Clinical Activity Score
Score 1 for each of the following:
- Spontaneous retrobulbar pain
- Pain on attempted up- or downgaze
- Redness of eyelids
- Redness of conjuctiva
- Swelling of eyelids
- Inflammation of caruncle or plica
- Conjunctival oedema
EUGOGO Urgent Referral Criteria
- Unexplained deterioration in vision
- Change in intensity or quality of colour vision
- History of eyes suddenly "popping out" (subluxation)
- Obvious corneal opacity
EUGOGO Severity Classification
- Sight-threatening GO
- dysthyroid optic neuropathy
- corneal breakdown
- Moderate-to-severe GO - not sight threatening but sufficient impact on daily life to justify the risks of immunosuppression. Will usually have one or more of the following:
- lid retraction >=2mm
- moderate or severe soft tissue involvement
- inconstant or constant diplopia
- Mild GO - insufficient impact on daily life to justify the risks of immunosuppression. Will usually have one or more of the following:
- lid retraction <2mm
- mild soft tissue involvement
- transient or nodiplopia
- corneal exposure responsive to lubricants
Steroid protocol - PAEP
IV steroid protocol
Treatment for eye disease that is both active (CAS >=3) and moderate-to-severe is IV steroids:
- 500mg IV methylprednisolone once weekly x 6 weeks;
- 250mg IV methylprednisolone once weekly x 6 weeks;
- total treatment not to exceed 8g.
IV steroids for severe disease
Accelerated steroid treatment is indicated in severe disease with manifestations of dysthyroid optic neuropathy or corneal breakdown:
- 500mg IV methylprednisolone daily x 3 days;
- then 40mg PO prednislone x 2 weeks;
- then tail off over about 4 weeks;
- if no rapid improvement then tail off prednisolone quickly: 40mg, 30mg, 20mg, 10mg, 5mg, stop on consecutive days.

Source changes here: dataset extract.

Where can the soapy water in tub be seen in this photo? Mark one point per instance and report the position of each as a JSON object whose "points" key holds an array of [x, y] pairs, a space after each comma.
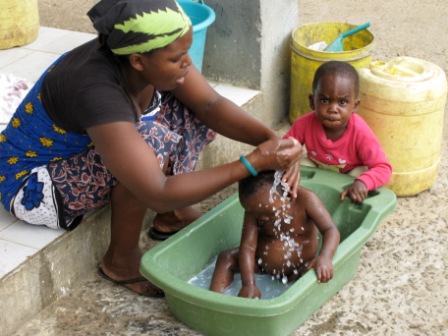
{"points": [[270, 286]]}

When on steroids, consider:
- need to carry steroid card;
- monitor blood glucose and BP at clinic visits;
- monitor for hypokalaemia and avoid diuretics if possible;
- gastric protection e.g. omeprazole 10mg for prophylaxis or 20mg if symptomatic;
- bone protection - Adcal D3 and bisphosphonates if >5mg prednisolone for >3 months.

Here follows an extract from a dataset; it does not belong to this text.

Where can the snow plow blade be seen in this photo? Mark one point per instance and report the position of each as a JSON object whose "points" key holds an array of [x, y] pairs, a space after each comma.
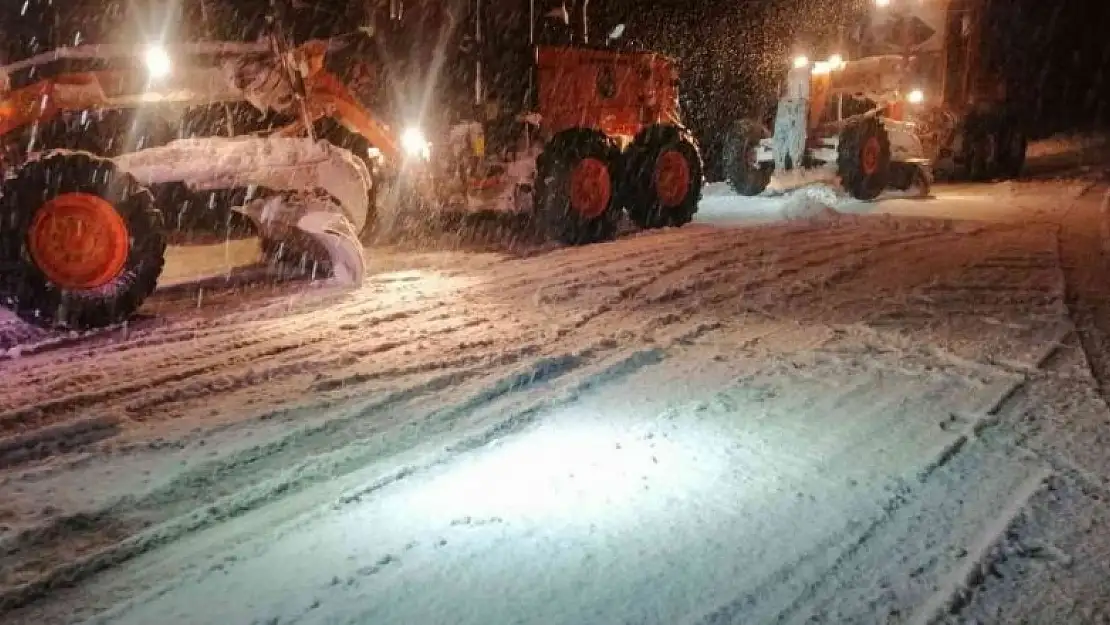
{"points": [[312, 188]]}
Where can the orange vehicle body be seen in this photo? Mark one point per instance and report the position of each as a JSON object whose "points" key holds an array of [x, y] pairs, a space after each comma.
{"points": [[616, 92], [325, 96]]}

Steroid prophylaxis for radioiodine treatment
Patients with active GO (CAS >=3) should receive prophylactic oral prednisolone - typically 0.3-0.5mg/kg for 1 month and then tapered over further 2 months.
Patients with inactive GO (CAS <=2) and evidence of stability or improvement over preceding 2-3 months can receive radioiodine without steroid cover, so long as non-smokers and TRABs not very high.
Avoid post-treatment hypothyroidism in all cases.